SHARAYA

Sharaya, el Santón de Jandripur, permanecía desde tiempos muy lejanos sentado a la orilla de la carretera, a la salida de la aldea. Allí recibía las escasas limosnas y las cada vez más raras oraciones de los aldeanos. Su cuerpo se había cubierto de una costra gris y su pelo colgaba en grasientas greñas por las que caminaban los insectos. Sus huesos, forrados por la piel, formaban ángulos oscuros e imposibles que daban a la inmóvil figura un aire pétreo y estatuario que en mucho contribuyera al olvido en que lo tenían las gentes del lugar. Sólo los viejos recordaban aún, entre la niebla de sus mocedades, la llegada del esbelto Santón, entonces con cierto aire mundano y dueño de una locuacidad en materias religiosas que fue perdiendo a medida que ganaba mayores y más vastos dominios en su tarea de meditación al pie del camino.
A pesar del poco o ningún caso que le hacían ahora los habitantes de la aldea, y tal vez gracias a ello, Sharaya era un atento observador de la vida circundante y conocía como pocos las intrincadas y mezquinas historias que se tejían y borraban en el pueblo al paso de los años. 
Sus ojos adquirieron una dulce fijeza de bestia doméstica que las gentes confundían con la mansedumbre de la imbecilidad y que los prudentes reconocían como reveladora de la luminosa y total percepción de los más hondos secretos del ser. 
Tal era Sharaya, el Santón de Jandripur en el Distrito de Lahore. 
La noche que antecedió a su último día fue una noche de lluvia y el río bajó de las montañas crecido, bramando como una bestia enferma, pero de inagotable energía. 
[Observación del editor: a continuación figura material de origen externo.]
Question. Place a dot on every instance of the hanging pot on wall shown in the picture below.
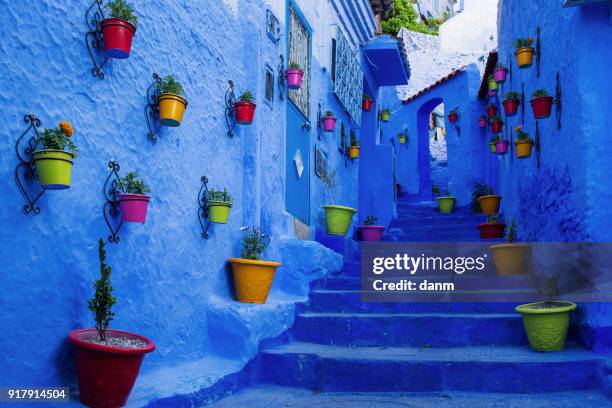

Gruesas gotas han resbalado toda la noche sobre la piel del parasol que instalaron las mujeres cuando la gran sequía. Golpea la lluvia como un aviso, como una señal preparada en otro mundo. Nunca había sonado así sobre el tenso pellejo de antílope. Algo me dice y algo en mí ha entendido el insistente mensaje. Se ha formado un gran charco, con el agua que escurre por la blanda cúpula que cree protegerme. Muy pronto se secará porque se acerca una jornada de calor. Comienza el vaho a subir de la tierra y las serpientes a esconderse en sus nidos anegados. En lo alto una cometa sube en torpes cabezadas. Amarilla. Un canto de mujer asciende a purificar la mañana como un lienzo de olvido. Uno sostiene el hilo, el otro me mira largamente y con sorpresa. Me descubre, entro en su infancia. Soy un hito y nazco a una nueva vida. En sus ojos miedo, miedo y compasión. No sabe si soy bestia u hombre. Con un pequeño bambú me busca el dolor y no lo encuentra. Corre hacia el otro, que lo aleja sin volver a mirarme. El Santón de Jandripur. Hace mucho tiempo. Ahora otra cosa y muchas cosas: un Santón, entre ellas. La vastedad de mis dominios se ha extendido hasta el curvo horizonte sin principio ni fin. Vuelve. Extiende su mano hasta tocarme, sin el bastoncillo que lo protegía. Lejano como una estrella o tan cerca como algo que sueño. Es igual. Lo llama su compañero. Cae la cometa, lentamente, buscando su muerte, naciendo. Los árboles la ocultan. Cae al río donde la espera un largo viaje hasta cuando se deslía el papel. Entonces, el esqueleto irá hasta el mar y allí bajará a las profundidades. A su alrededor reconstruirán los corales y las ostras la sólida sombra de su antigua forma y en ella dejarán los peces sus huevos y los cangrejos taparán a sus crías con arena. Irán a morir allí las grandes mantas y sobre sus cadáveres los peces fosforescentes cavarán sus madrigueras de blanda materia en transformación. Un pequeño desorden se hará al paso de las corrientes submarinas y muchos siglos después el breve remolino surgirá a la superficie y luego todo volverá a ser como antes. Un tiempo sin cauce como un grito sin voz en el blanco vacío de la nada. Le llaman vida, presos en sus propias fronteras ilusorias. La mañana se anuncia con este camión. Dos más. Anoche pasaron varios. Soldados de las montañas. Cabecean trasnochados, sostenidos en sus fusiles.